On Well-Posedness for General Hierarchy Equations of Gross-Pitaevskii and Hartree Type

Gross-Pitaevskii and Hartree hierarchies are infinite systems of coupled PDEs emerging naturally from the mean field theory of Bose gases. Their solutions are known to be related to initial value problems, in particular the Gross-Pitaevskii and Hartree equations. Due to their physical and mathematical relevance, the issues of well-posedness and uniqueness for these hierarchies have recently been studied thoroughly using specific nonlinear and combinatorial techniques. In this article, we introduce a new approach for the study of such hierarchy equations by firstly establishing a duality between them and certain Liouville equations, and secondly, solving the uniqueness and existence questions for the latter. As an outcome, we formulate a hierarchy equation starting from any initial value problem which isU(1)-invariant and prove a general principle which can be stated formally as follows: The uniqueness of weak solutions of an initial value problem implies the uniqueness of solutions for the related hierarchy equation.

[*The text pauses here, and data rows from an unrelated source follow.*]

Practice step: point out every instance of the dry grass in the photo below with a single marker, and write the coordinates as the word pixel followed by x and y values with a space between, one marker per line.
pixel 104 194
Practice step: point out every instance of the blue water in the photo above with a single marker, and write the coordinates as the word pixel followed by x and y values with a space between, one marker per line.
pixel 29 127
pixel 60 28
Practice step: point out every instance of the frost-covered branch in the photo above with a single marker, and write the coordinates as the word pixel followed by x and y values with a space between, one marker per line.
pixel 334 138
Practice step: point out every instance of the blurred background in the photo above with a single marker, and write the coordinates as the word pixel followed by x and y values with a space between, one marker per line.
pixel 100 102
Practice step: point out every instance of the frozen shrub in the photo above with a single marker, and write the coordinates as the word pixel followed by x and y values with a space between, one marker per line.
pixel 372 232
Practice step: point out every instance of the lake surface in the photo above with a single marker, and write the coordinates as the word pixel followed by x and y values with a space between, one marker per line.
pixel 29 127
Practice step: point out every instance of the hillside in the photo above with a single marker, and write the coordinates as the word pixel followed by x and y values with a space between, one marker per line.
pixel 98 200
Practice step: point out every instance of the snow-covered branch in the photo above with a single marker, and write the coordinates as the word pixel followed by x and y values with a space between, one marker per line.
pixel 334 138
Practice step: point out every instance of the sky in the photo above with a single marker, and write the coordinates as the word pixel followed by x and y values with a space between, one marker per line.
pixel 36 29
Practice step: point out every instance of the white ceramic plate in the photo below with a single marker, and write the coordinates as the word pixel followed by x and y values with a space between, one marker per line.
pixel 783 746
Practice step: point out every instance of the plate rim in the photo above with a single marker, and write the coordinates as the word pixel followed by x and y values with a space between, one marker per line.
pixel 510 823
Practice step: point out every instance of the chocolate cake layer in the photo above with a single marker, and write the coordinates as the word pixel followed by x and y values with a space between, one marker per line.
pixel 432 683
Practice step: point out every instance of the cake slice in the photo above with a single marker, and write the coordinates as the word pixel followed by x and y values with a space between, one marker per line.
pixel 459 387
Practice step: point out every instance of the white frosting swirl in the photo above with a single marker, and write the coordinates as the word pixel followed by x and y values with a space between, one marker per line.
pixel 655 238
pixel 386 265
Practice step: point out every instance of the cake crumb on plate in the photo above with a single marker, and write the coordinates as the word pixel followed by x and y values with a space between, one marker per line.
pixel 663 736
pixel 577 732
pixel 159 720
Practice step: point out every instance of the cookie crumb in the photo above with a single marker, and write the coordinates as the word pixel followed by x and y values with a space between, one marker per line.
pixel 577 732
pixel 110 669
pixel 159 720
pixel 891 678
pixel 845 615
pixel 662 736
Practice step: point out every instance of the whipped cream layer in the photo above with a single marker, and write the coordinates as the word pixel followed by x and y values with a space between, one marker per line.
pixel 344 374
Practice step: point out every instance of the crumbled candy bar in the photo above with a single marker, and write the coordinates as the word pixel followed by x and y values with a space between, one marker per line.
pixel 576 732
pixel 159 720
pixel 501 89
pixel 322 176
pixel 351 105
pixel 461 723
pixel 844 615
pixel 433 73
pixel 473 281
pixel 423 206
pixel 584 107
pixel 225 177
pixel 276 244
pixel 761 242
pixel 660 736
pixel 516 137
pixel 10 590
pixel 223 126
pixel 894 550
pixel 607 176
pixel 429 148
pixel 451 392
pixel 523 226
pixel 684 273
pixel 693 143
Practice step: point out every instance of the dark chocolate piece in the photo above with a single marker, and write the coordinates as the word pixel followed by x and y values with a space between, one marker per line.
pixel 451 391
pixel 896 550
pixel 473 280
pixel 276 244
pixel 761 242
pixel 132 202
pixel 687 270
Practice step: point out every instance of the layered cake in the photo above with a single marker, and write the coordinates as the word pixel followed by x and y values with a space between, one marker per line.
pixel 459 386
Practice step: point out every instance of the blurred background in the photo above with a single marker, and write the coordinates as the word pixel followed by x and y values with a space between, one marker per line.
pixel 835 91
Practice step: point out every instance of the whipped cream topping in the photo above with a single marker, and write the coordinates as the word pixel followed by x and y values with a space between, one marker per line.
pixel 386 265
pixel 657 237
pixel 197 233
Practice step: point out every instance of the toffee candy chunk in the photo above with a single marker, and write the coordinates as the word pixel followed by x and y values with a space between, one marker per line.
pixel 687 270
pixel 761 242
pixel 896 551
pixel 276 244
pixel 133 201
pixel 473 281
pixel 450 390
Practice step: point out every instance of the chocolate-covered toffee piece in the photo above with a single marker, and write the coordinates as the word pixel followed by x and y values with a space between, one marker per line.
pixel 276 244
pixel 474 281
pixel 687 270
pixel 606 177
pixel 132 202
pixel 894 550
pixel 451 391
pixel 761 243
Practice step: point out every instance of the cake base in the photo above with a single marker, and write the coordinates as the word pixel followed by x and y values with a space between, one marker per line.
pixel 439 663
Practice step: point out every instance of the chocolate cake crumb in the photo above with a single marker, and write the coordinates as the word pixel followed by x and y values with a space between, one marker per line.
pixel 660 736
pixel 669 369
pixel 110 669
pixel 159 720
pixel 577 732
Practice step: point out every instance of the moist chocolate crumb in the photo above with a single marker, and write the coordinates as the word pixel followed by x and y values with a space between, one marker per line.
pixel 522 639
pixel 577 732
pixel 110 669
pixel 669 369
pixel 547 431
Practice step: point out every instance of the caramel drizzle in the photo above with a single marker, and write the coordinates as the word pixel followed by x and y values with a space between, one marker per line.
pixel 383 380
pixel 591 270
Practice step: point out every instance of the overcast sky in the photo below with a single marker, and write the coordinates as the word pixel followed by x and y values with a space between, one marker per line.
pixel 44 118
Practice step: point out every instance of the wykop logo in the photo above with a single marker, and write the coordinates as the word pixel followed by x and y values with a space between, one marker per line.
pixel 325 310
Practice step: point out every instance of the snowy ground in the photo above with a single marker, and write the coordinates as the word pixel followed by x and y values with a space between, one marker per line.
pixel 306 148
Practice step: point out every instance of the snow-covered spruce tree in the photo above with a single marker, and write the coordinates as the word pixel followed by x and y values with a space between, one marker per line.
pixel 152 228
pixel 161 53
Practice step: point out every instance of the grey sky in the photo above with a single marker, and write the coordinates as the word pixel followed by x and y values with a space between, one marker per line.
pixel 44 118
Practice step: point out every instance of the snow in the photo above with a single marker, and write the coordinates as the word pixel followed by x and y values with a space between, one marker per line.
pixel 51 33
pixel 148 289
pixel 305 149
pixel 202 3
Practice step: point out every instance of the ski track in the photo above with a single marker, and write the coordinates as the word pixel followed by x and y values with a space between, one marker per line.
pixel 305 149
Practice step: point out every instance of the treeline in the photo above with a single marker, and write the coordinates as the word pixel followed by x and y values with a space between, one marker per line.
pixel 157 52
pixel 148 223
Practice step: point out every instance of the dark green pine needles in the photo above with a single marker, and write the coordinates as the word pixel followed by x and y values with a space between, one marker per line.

The existence of solutions for an initial value problem implies the existence of solutions for the related hierarchy equation. In particular, several new well-posedness results, as well as a counterexample to uniqueness for the Gross-Pitaevskii hierarchy equation, are proved. The novelty in our work lies in the aforementioned duality and the use of Liouville equations with powerful transport techniques extended to infinite dimensional functional spaces.